Although Sutherland has shown that it is possible to build one part of RNA from small molecules, objectors to the RNA-world theory say the RNA molecule as a whole is too complex to be created using early-Earth geochemistry. "The flaw with this kind of research is not in the chemistry. The flaw is in the logic — that this experimental control by researchers in a modern laboratory could have been available on the early Earth," says Robert Shapiro, a chemist at New York University.

Sutherland points out that the sequence of steps he uses is consistent with early-Earth scenarios — those involving methods such as heating molecules in water, evaporating them and irradiating them with ultraviolet light. And breaking RNA's synthesis down into small, laboratory-controlled steps is merely a pragmatic starting point, he says, adding that his team also has results showing that they can string nucleotides together, once they have formed. "My ultimate goal is to get a living system (RNA) emerging from a one-pot experiment. We can pull this off. We just need to know what the constraints on the conditions are first."

Shapiro sides with supporters of another theory of life's origins – that because RNA is too complex to emerge from small molecules, simpler metabolic processes, which eventually catalysed the formation of RNA and DNA, were the first stirrings of life on Earth.

"They're perfectly entitled to disagree with us. But having got experimental results, we are on the high ground," says Sutherland.

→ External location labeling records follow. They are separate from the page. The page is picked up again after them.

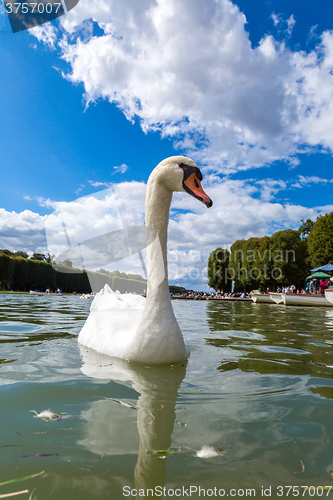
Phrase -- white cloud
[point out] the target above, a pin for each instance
(187, 68)
(120, 169)
(236, 214)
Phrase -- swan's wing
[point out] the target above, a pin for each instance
(112, 322)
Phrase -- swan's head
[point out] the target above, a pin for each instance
(179, 173)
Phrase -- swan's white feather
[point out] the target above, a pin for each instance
(112, 322)
(128, 326)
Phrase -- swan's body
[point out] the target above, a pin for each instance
(128, 326)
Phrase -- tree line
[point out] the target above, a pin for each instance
(282, 259)
(20, 273)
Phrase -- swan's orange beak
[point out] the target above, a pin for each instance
(193, 186)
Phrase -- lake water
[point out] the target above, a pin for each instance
(257, 386)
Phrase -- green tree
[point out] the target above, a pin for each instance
(305, 228)
(320, 241)
(218, 276)
(290, 258)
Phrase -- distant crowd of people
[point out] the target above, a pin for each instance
(313, 286)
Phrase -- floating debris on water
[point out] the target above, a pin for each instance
(209, 452)
(47, 415)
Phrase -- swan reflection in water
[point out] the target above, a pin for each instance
(107, 432)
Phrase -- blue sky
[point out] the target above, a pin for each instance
(101, 95)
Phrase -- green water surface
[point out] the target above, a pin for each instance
(257, 386)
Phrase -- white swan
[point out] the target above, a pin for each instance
(128, 326)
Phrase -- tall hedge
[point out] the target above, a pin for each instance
(20, 274)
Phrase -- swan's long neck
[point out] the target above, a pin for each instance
(158, 200)
(158, 337)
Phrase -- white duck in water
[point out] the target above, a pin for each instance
(129, 326)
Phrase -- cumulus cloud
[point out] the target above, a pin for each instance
(120, 169)
(187, 68)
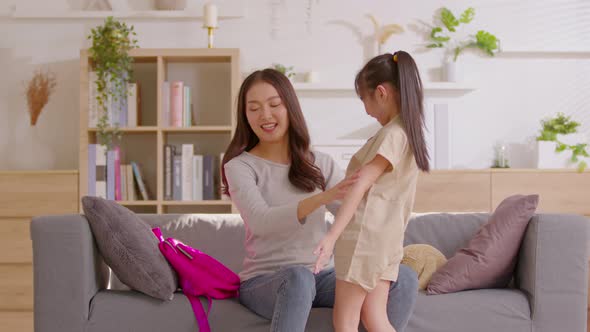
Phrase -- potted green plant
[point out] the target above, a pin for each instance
(287, 71)
(557, 135)
(440, 37)
(111, 43)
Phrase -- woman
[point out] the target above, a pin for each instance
(282, 189)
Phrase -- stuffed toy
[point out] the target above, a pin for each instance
(425, 260)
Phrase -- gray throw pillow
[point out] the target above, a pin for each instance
(489, 259)
(129, 247)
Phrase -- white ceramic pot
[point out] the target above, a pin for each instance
(452, 72)
(119, 5)
(170, 4)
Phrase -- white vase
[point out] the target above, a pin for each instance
(452, 72)
(170, 4)
(119, 5)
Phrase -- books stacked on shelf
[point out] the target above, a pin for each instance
(177, 108)
(110, 179)
(125, 112)
(189, 176)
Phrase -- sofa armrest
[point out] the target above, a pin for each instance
(68, 271)
(553, 271)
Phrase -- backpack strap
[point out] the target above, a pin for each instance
(158, 233)
(200, 313)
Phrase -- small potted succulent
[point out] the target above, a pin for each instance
(558, 135)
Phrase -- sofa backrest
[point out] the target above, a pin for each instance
(222, 235)
(218, 235)
(447, 232)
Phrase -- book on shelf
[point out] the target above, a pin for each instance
(187, 172)
(133, 104)
(177, 176)
(117, 156)
(224, 197)
(177, 106)
(198, 177)
(169, 151)
(131, 192)
(165, 104)
(139, 180)
(97, 170)
(111, 174)
(176, 103)
(190, 176)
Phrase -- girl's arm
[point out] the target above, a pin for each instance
(265, 219)
(337, 192)
(369, 173)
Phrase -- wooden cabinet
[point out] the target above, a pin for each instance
(560, 191)
(214, 77)
(24, 195)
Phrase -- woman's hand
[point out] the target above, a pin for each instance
(324, 252)
(339, 191)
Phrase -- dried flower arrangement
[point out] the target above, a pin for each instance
(38, 91)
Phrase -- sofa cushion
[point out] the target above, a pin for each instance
(479, 310)
(489, 259)
(447, 232)
(131, 311)
(129, 247)
(218, 235)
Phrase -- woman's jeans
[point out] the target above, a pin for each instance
(287, 296)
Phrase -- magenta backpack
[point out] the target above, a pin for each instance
(198, 275)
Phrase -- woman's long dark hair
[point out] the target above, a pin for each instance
(303, 173)
(403, 74)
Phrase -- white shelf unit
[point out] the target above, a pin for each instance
(227, 13)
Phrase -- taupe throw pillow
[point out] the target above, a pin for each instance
(129, 247)
(489, 259)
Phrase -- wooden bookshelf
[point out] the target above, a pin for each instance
(214, 77)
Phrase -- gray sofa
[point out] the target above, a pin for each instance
(549, 294)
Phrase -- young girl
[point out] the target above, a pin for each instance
(369, 227)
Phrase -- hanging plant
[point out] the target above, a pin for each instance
(111, 43)
(482, 40)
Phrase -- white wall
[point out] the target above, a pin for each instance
(514, 91)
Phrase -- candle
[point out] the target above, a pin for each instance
(210, 15)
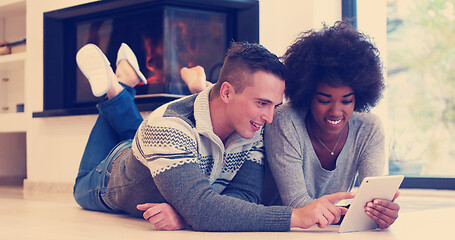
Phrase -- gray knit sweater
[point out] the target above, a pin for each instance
(214, 187)
(298, 174)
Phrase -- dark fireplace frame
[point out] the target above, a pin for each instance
(243, 24)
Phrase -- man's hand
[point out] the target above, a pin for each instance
(383, 212)
(163, 216)
(321, 211)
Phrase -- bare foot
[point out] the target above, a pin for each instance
(194, 78)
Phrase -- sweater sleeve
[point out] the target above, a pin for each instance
(285, 157)
(189, 192)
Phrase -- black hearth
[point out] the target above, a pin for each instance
(164, 34)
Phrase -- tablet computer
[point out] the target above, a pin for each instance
(383, 187)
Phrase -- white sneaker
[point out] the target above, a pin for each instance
(95, 66)
(125, 52)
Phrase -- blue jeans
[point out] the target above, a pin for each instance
(113, 131)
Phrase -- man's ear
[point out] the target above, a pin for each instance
(226, 92)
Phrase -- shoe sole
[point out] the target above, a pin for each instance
(94, 65)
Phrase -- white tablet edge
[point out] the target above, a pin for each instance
(383, 187)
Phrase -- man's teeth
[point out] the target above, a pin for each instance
(334, 122)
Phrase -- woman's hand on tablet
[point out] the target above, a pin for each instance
(321, 211)
(383, 212)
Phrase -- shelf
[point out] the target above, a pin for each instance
(7, 61)
(12, 122)
(11, 7)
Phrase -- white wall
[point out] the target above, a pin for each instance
(55, 144)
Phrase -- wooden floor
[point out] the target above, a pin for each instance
(31, 219)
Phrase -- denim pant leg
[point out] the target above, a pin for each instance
(118, 121)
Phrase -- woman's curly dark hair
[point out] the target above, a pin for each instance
(338, 56)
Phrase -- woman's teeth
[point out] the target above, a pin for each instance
(334, 122)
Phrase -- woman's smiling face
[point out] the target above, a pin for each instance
(331, 108)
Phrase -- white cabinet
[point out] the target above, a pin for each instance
(12, 66)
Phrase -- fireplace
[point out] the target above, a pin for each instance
(165, 35)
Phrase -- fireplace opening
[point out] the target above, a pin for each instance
(164, 34)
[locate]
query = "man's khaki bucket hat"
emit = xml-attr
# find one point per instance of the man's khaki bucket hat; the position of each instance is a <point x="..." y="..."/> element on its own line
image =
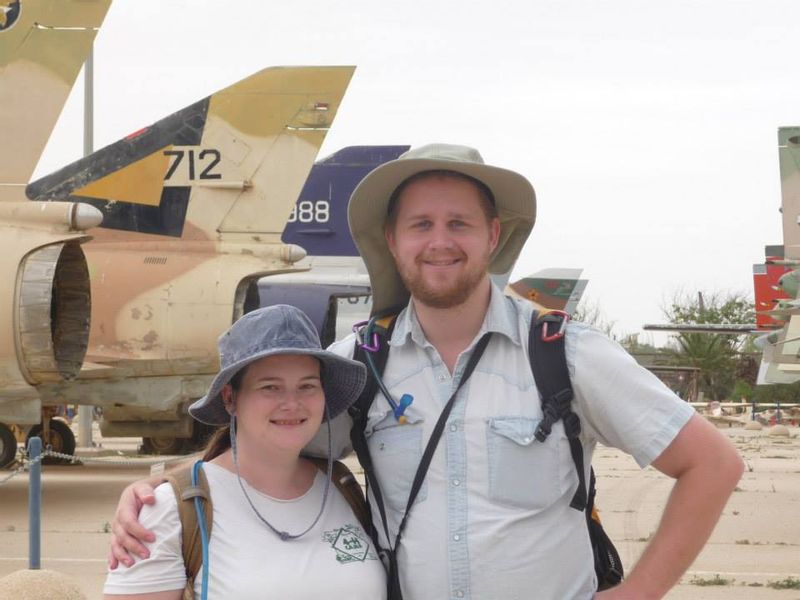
<point x="514" y="198"/>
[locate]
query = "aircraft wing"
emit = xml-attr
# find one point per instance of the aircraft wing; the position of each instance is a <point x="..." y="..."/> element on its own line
<point x="553" y="288"/>
<point x="43" y="45"/>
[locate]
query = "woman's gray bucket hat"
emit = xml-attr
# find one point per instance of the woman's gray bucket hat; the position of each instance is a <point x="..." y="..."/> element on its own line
<point x="279" y="329"/>
<point x="514" y="197"/>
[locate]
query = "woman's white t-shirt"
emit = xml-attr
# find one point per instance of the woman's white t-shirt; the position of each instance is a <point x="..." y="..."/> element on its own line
<point x="247" y="560"/>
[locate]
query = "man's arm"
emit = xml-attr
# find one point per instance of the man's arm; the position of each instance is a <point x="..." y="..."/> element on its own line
<point x="706" y="468"/>
<point x="127" y="532"/>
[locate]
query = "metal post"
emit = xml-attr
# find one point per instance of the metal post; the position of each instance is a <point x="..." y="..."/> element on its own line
<point x="85" y="412"/>
<point x="35" y="504"/>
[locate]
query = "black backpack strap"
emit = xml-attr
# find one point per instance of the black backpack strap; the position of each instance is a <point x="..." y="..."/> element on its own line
<point x="546" y="352"/>
<point x="359" y="412"/>
<point x="348" y="486"/>
<point x="191" y="545"/>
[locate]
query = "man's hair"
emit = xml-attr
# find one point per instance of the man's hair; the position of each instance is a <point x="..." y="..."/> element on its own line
<point x="484" y="193"/>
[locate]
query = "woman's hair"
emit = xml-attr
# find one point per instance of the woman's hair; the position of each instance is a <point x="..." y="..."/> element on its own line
<point x="220" y="441"/>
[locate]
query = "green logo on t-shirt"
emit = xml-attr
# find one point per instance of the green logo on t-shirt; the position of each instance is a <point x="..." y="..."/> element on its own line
<point x="350" y="543"/>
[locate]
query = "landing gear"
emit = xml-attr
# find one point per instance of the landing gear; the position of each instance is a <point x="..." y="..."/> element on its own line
<point x="8" y="446"/>
<point x="60" y="439"/>
<point x="174" y="445"/>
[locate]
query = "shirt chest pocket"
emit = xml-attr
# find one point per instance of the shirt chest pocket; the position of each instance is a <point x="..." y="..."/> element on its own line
<point x="524" y="472"/>
<point x="396" y="451"/>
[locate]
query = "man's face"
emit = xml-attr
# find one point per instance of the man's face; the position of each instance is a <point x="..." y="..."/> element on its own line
<point x="441" y="240"/>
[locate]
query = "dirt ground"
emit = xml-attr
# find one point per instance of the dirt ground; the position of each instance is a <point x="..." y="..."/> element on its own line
<point x="757" y="542"/>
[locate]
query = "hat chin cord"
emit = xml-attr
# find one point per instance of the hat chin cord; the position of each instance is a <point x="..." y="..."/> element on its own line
<point x="285" y="536"/>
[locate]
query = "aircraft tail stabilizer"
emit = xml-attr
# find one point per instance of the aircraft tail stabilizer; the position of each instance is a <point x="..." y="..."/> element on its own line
<point x="226" y="168"/>
<point x="554" y="289"/>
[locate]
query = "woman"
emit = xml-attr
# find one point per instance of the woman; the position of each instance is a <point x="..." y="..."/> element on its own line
<point x="280" y="530"/>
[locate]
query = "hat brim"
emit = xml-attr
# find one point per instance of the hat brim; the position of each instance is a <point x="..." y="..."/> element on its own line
<point x="515" y="200"/>
<point x="342" y="382"/>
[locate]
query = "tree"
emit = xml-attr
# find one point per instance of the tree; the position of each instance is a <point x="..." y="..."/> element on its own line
<point x="716" y="355"/>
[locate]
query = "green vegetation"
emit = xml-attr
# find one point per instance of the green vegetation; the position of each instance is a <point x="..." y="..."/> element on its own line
<point x="790" y="583"/>
<point x="716" y="580"/>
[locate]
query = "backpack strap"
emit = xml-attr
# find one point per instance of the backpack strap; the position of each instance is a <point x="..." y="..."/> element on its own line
<point x="547" y="355"/>
<point x="185" y="493"/>
<point x="348" y="486"/>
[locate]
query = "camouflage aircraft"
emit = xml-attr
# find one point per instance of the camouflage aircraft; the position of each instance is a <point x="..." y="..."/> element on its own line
<point x="192" y="211"/>
<point x="776" y="282"/>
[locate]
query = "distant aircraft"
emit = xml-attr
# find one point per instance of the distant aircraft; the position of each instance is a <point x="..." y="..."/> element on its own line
<point x="43" y="337"/>
<point x="192" y="211"/>
<point x="776" y="282"/>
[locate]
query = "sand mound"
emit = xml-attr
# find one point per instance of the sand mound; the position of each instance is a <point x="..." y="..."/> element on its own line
<point x="40" y="585"/>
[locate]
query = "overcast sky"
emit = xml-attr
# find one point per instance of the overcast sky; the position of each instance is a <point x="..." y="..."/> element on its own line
<point x="649" y="130"/>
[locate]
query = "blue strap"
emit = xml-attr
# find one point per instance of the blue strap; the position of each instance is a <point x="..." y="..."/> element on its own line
<point x="201" y="521"/>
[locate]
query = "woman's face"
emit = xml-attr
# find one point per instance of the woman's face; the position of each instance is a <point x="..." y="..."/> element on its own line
<point x="280" y="402"/>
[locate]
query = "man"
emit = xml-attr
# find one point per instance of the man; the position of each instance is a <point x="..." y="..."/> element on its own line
<point x="492" y="519"/>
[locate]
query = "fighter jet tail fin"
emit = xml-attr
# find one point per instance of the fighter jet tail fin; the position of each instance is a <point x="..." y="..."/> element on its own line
<point x="43" y="45"/>
<point x="226" y="168"/>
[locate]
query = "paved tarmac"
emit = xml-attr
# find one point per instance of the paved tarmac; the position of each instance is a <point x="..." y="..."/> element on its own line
<point x="756" y="543"/>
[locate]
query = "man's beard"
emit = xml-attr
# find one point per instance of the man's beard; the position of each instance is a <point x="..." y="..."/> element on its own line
<point x="438" y="296"/>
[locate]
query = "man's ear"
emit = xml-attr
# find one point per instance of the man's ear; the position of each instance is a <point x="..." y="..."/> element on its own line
<point x="388" y="233"/>
<point x="494" y="233"/>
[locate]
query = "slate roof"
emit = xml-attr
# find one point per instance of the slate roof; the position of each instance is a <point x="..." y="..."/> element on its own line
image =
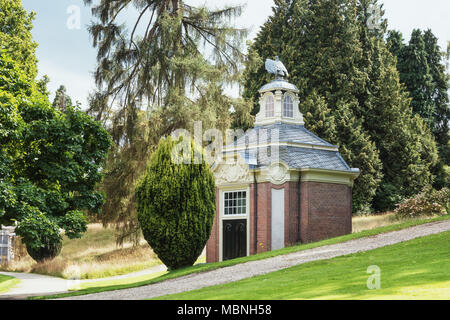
<point x="279" y="84"/>
<point x="286" y="133"/>
<point x="296" y="157"/>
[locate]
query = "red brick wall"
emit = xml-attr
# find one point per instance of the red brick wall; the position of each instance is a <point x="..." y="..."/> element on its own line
<point x="212" y="246"/>
<point x="325" y="213"/>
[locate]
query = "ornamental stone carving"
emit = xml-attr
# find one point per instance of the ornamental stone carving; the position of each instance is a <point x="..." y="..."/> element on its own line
<point x="232" y="173"/>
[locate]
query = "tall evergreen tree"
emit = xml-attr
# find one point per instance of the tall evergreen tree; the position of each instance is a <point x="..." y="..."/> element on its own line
<point x="156" y="75"/>
<point x="423" y="71"/>
<point x="331" y="50"/>
<point x="402" y="140"/>
<point x="320" y="47"/>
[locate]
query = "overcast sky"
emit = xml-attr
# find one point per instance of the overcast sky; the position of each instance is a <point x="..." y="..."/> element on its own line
<point x="67" y="57"/>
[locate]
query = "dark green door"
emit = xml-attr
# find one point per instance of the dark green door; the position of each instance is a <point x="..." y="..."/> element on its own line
<point x="234" y="239"/>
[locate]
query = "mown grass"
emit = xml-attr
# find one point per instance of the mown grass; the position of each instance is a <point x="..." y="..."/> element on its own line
<point x="265" y="255"/>
<point x="7" y="282"/>
<point x="93" y="256"/>
<point x="417" y="269"/>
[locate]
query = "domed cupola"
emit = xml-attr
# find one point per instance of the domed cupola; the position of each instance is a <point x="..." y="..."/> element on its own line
<point x="278" y="99"/>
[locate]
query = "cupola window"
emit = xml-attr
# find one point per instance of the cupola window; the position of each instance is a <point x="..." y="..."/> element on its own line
<point x="270" y="112"/>
<point x="288" y="107"/>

"Ultimately, the challenge of prebiotic chemistry is that there is no way of validating historical hypotheses, however convincing an individual experiment," points out Steven Benner, who studies origin-of-life chemistry at the Foundation for Applied Molecular Evolution, a non-profit research centre in Gainesville, Florida.

Sutherland, though, hopes that ingenious organic chemistry might provide an RNA synthesis so convincing that it effectively serves as proof. "We might come up with something so coincidental that one would have to believe it," he says. "That is the goal of my career."